Из записок сибирского охотника
Шрифт:
— Да оно и понятно! Надо же ведь и на охоту поездить, — сказал он опять иронически, поглядывая на мои охотничьи принадлежности.
— Совершенно верно, Артемий Матвеевич, на все свое время. Вот вы работаете и ночью, а успеваете следить и за уставщицами.
— Да, да! Такова моя обязанность…
— Как? Неужели и это по программе генерал-губернатора? — спросил я серьезно.
К. как-то зло и строго взглянул на меня, хотел что-то сказать, но удержался и только пробунчал сквозь зубы:
— До свиданья!
— Будьте здоровы! — сказал я, провожая такого дорогого гостя в переднюю.
Только что уехал К., как ко мне заявился Кобылин.
— А знаешь,
— Кого?
— Карийскую кикимору.
— Она, брат, сейчас была у меня в гостях.
— Ну?
— Правда, вечерний визит отдавала.
— А я, знаешь, увидал, что она едет навстречу, взял в руки бумаги, да и еду, будто не вижу, дескать, по службе.
Тут я рассказал милейшему приятелю все до слова, что было и говорилось.
— Ах он, скотина! Знаем мы его ночную работу, как он с заднего крыльца принимает всякую сволочь да выслушивает их подлые сплетни. Ведь я и клевретов-то его знаю, есть, брат, и такие, на которых и не подумаешь. Да ну его, впрочем, к черту. А ты слышал, как Прасковья поет на завалинке?
— Нет, а вот ты помоги мне немного довесить и пойдем слушать…
Мы тотчас уселись к столу и скоро покончили работу, а затем вышли на улицу, за ворота моей казенной квартиры.
Превосходный весенний вечер уже окутывал промысловскую нагорную окрестность и точно нежил свежим ароматическим воздухом, потому что с гор уже повсюду тянуло распускающимся хвойным лесом. Весь запад горел еще розоватой зарей, и только кое-где одни большие звездочки, как яхонты, горели разноцветными переливами на потемневшей части неба, и особенно хорош был Арктур, отличаясь красноватым отливом.
Мы, усевшись на скамейку, как раз попали в тот момент, когда Прасковья после продолжительной паузы запела какую-то сердечную проголосную песню.
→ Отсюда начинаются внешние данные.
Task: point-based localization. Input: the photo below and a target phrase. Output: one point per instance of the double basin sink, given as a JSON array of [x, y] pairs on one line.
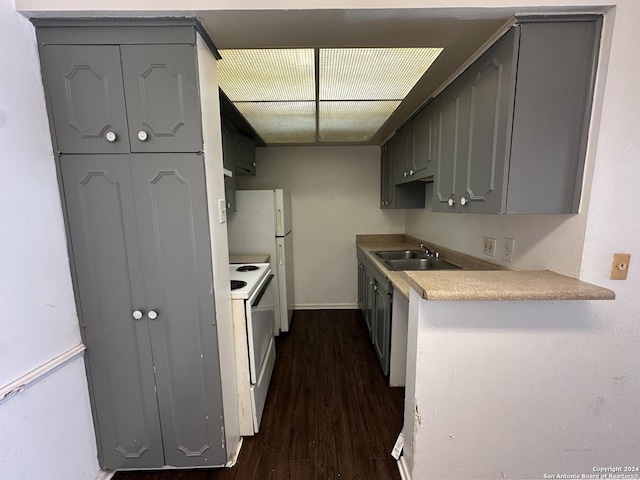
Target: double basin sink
[[397, 260]]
Надо заметить, что Кобылин считался любителем и знатоком пения. В корпусе он в свое время был регентом кадетского хора, а потому до тонкости понимал дело.
Сильное грудное меццо-сопрано ясно доносилось до нашего слуха, и промысловская примадонна так душевно пела свою излюбленную песню, что мой приятель не мог хладнокровно слушать: он то и дело подталкивал меня локтем и, то поднимая, то опуская голову, вертелся на приворотной скамеечке.
— Слушай, слушай, Мамка! Вот смотри, как она сейчас зальется, проклятая! — говорил он и как бы подставлял ухо.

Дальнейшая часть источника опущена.